An Analysis – Wives in Jeopardy
Gaslight (1944):
Gaslight is easily the best of the three films discussed in this article. Young singer Paula Alquist (Ingrid Bergman) returns to London with her new husband (Charles Boyer) to live in the house where her aunt was murdered. Her husband, Gregory Anton, dotes on her and becomes more and more concerned at her erratic behavior as time goes on. She becomes more and more forgetful, loses things, moves things around the house without remembering, and hears sounds in parts of the house that are closed off. To protect her, and their reputation, her husband isolates her from the outside world, allowing no one to visit and forcing Paula to stay safely inside the house. As time goes on, her increasing madness wears on him and he lashes out in anger at her actions. Paula’s descent into madness is hard to watch, and Bergman’s performance is excellent.
Of course Paula is not really crazy and her husband is not so very loving. He has married her for the same reason that he originally killed her aunt: he wants her aunt’s hidden jewels. His interest in the jewels appears to be motivated less by their monetary value and more by his fascination with the stones as an object of desire. He wants them because of their intrinsic, not monetary, value. A Scotland Yard Inspector, Brian Cameron (Joseph Cotton), who knew her aunt, takes an interest in Paula after seeing her in front of her house. He becomes, of course, infatuated with Paula, and wants to know why she is not allowed to enter society. The police have long given up trying to solve her aunt’s murder or find the jewels, and he is told to leave the case alone when he inquires about Paula’s situation. His investigations lead him to discover what is happening, and he informs Paula that she is not really crazy and demonstrates how her husband was driving her mad. Before Anton can abscond with the jewels, he is arrested and Paula is left to rebuild her life. (With the implied help of Inspector Cameron, of course!)
Dial M for Murder (1954):
Of the three movies, Dial M for Murder is the most complicated and pushes the boundaries of the Wife in Jeopardy genre the most. Unlike the other two movies, husband Tony Wendice (Ray Milland) plots his wife’s murder with the audience’s knowledge. Margot Wendice (Grace Kelly) had an affair in the past, and he is afraid that she may stray from him permanently, taking her money with her. He blackmails an acquaintance from his university days to murder her, but she kills the intruder instead. Wendice then arranges the situation to look like Margot knew her attacker and murdered him because he was blackmailing her. She is arrested, tried, and sentenced to death.

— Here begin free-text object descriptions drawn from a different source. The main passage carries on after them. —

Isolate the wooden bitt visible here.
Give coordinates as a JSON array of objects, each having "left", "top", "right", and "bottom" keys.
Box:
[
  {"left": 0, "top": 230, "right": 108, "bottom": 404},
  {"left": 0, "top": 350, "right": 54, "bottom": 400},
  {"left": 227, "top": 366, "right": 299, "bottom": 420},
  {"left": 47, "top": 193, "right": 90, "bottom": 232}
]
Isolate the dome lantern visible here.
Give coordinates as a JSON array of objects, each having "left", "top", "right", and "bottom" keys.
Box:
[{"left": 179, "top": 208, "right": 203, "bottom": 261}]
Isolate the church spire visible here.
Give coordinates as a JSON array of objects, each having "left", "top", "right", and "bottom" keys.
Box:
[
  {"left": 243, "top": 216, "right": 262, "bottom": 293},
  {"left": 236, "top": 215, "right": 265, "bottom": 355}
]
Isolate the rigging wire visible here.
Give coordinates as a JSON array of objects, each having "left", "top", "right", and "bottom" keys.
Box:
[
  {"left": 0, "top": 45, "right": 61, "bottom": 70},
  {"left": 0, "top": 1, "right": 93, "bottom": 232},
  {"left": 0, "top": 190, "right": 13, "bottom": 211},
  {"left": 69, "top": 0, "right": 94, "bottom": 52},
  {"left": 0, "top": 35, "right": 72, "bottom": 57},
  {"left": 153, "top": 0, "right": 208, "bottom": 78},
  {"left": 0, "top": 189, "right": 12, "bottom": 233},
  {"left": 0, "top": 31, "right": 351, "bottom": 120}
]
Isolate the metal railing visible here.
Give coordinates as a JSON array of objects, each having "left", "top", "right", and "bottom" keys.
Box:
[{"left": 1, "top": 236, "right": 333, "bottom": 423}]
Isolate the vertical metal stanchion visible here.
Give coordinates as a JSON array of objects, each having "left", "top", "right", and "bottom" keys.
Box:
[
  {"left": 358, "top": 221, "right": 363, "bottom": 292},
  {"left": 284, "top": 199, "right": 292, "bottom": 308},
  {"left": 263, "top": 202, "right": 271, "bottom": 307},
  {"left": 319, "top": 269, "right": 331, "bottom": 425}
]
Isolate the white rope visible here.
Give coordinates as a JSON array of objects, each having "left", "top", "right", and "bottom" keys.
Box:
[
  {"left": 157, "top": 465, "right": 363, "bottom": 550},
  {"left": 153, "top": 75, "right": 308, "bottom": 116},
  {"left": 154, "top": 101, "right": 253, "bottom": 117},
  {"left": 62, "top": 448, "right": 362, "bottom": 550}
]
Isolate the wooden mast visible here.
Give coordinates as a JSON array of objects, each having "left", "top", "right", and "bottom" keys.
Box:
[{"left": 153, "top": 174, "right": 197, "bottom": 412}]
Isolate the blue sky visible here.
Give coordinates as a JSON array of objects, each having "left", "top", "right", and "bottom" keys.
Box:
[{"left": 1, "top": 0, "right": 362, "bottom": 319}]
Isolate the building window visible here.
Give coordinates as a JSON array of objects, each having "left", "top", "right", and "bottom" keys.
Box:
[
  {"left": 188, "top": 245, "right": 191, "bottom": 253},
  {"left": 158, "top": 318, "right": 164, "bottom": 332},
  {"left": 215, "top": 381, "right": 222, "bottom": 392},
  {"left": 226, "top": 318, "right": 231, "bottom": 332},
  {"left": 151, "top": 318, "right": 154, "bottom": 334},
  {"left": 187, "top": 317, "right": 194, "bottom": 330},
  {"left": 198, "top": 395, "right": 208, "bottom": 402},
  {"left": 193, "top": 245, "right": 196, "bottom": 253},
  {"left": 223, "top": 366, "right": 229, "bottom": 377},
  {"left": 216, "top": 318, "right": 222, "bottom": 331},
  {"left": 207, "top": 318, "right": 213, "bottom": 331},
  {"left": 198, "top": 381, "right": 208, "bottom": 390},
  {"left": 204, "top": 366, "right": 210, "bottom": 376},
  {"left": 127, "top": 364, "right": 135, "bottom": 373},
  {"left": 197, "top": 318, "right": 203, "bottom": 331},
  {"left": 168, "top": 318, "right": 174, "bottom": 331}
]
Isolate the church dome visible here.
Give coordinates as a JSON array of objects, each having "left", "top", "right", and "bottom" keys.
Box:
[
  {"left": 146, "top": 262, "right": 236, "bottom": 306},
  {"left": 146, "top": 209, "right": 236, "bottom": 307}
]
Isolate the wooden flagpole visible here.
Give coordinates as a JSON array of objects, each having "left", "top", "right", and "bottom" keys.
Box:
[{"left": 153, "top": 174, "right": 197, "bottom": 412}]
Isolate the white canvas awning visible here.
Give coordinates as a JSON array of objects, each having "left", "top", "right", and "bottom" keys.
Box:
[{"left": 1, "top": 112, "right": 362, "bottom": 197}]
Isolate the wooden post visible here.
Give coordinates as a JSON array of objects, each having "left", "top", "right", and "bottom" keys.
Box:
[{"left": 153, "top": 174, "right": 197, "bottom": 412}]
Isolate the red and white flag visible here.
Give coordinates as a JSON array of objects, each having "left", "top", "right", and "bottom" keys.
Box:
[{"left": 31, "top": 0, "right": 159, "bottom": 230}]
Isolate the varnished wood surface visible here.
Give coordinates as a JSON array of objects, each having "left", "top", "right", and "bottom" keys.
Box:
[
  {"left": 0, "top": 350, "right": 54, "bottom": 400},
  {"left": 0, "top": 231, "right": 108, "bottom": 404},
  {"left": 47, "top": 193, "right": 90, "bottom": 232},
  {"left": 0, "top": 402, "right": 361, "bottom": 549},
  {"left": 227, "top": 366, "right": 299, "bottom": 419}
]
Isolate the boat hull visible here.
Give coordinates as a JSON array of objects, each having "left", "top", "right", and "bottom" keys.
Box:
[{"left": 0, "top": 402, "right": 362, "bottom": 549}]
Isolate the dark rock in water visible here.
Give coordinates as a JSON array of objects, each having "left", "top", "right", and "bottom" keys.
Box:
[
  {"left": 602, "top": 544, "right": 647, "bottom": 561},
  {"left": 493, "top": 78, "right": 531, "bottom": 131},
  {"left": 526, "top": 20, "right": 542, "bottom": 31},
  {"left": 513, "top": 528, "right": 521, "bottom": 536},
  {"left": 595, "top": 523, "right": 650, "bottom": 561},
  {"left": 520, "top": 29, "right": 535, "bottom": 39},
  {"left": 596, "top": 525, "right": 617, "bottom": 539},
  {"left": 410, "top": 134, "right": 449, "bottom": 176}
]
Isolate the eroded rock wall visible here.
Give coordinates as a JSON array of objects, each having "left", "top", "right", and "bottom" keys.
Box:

This movie is interesting because the wife is not the main character. Most of the action concerns Wendice and how his plans are foiled by Margot’s lover Mark Halliday (Robert Cummings) and Chief Inspector Hubbard (John Williams, who, coincidentally, played the main policeman in Midnight Lace). Margot is not portrayed as sympathetically as the other wives because she has had an affair, and a letter from that affair is one of the major plot points. At one time in the past, Wendice stole that letter and sent his wife anonymous blackmail letters to see if she would come to him with the whole story. It is this act that parallels the crazy-maker in the story. Not only does it cause her a certain amount of mental anguish, it causes everyone to believe that she is lying about what happened when she was attacked, because her husband made it look as if the would-be-murderer was the one blackmailing her about the letter. The purpose of the crazy-maker is to make others doubt the heroine and this letter does that, in spades. Chief Inspector Hubbard does not believe that Margot is innocent, but Wendice’s hinky behavior after she gets convicted makes him accept that there may be something else going on. With Halliday’s help, he proves that Wendice is the guilty one and Margot gets set free, presumably to start things anew with Halliday.
The women in these three movies all have something, money or property, that their husbands will do anything to get. Even though this gives the wives some sort of power over the husbands, the women do not act in their own stories so much as react to the actions of the men around them. Regardless of how a modern viewer might feel about the wives needing to be saved by their new beaus, these movies are still a lot of fun to watch. While all of them are similar in their obedience to the genre’s conventions, they are very different films and worth searching out.